Graduate Student Incheon National University, Republic of Korea
Abstract: The prevalence of obesity-related metabolic disorders, such as metabolic dysfunction-associated steatotic liver disease (MASLD) and type 2 diabetes (T2DM) is rising. Understanding the metabolic pathways underlying these diseases is crucial for drug development, which requires advanced in vitro models of key organs involved in metabolism, particularly the liver-pancreas axis. While existing liver-pancreas axis models are useful for studying glucose regulation, they fall short in replicating an in vivo-like liver-pancreas axis due to the slow transport of metabolic substrates and suboptimal organ function in mixed media cultures. To address these limitations, we developed a multi-organoid device (MOD) that enables convective transport of metabolites between separated organoids.
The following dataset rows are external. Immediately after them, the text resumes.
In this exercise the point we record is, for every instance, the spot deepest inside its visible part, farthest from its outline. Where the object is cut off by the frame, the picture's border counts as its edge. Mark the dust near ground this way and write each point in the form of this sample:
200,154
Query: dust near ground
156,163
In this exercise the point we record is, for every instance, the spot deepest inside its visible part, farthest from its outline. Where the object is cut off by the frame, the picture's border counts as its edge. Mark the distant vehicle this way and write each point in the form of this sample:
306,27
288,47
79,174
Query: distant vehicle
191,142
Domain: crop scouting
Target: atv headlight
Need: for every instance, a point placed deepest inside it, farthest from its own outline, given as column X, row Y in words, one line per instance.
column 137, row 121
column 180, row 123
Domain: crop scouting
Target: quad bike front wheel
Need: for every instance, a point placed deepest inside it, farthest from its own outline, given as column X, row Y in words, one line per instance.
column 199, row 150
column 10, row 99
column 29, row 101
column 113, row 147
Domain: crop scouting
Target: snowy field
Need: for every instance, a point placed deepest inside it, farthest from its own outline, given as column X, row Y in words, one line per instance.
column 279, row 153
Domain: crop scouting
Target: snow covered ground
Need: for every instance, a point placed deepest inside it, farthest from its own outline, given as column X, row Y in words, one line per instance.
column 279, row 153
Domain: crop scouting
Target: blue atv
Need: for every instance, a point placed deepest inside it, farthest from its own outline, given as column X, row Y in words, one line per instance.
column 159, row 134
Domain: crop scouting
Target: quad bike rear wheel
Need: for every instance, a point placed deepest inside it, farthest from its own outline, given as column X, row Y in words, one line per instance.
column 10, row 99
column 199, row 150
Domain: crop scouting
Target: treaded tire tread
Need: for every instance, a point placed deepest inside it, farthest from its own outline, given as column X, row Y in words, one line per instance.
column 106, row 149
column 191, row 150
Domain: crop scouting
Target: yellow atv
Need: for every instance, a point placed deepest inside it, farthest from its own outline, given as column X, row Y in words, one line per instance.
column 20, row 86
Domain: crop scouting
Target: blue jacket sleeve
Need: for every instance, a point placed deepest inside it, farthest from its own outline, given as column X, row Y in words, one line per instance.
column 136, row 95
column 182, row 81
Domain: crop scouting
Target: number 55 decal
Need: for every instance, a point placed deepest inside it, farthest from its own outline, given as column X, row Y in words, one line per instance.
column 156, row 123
This device significantly enhances metabolic substrate transport compared to passive diffusion-based systems and improves organoid function. To model MASLD on this platform, liver organoids were treated with palmitate (PA), a fatty acid, which induced characteristic lipotoxicity, lipid accumulation, and increased secretion of Fetuin A (FetA), a key signaling molecule. Moreover, our device successfully replicated MASLD-induced T2DM, characterized by FetA-mediated β-cell apoptosis, impaired pancreatic glucose sensitivity, glucose intolerance, and hyperinsulinemia. Additionally, the widely used T2DM drug metformin exhibited clinically relevant efficacy within the system, underscoring its potential for drug screening applications. Overall, this MOD provides a robust platform for modeling the interactions between MASLD and T2DM and holds promise for the development of effective therapeutic strategies for metabolic diseases.
Funding Source: Supported by NRF-2022R1C1C1008610 and KFRM (24A0105L1, 22A0105L1-11).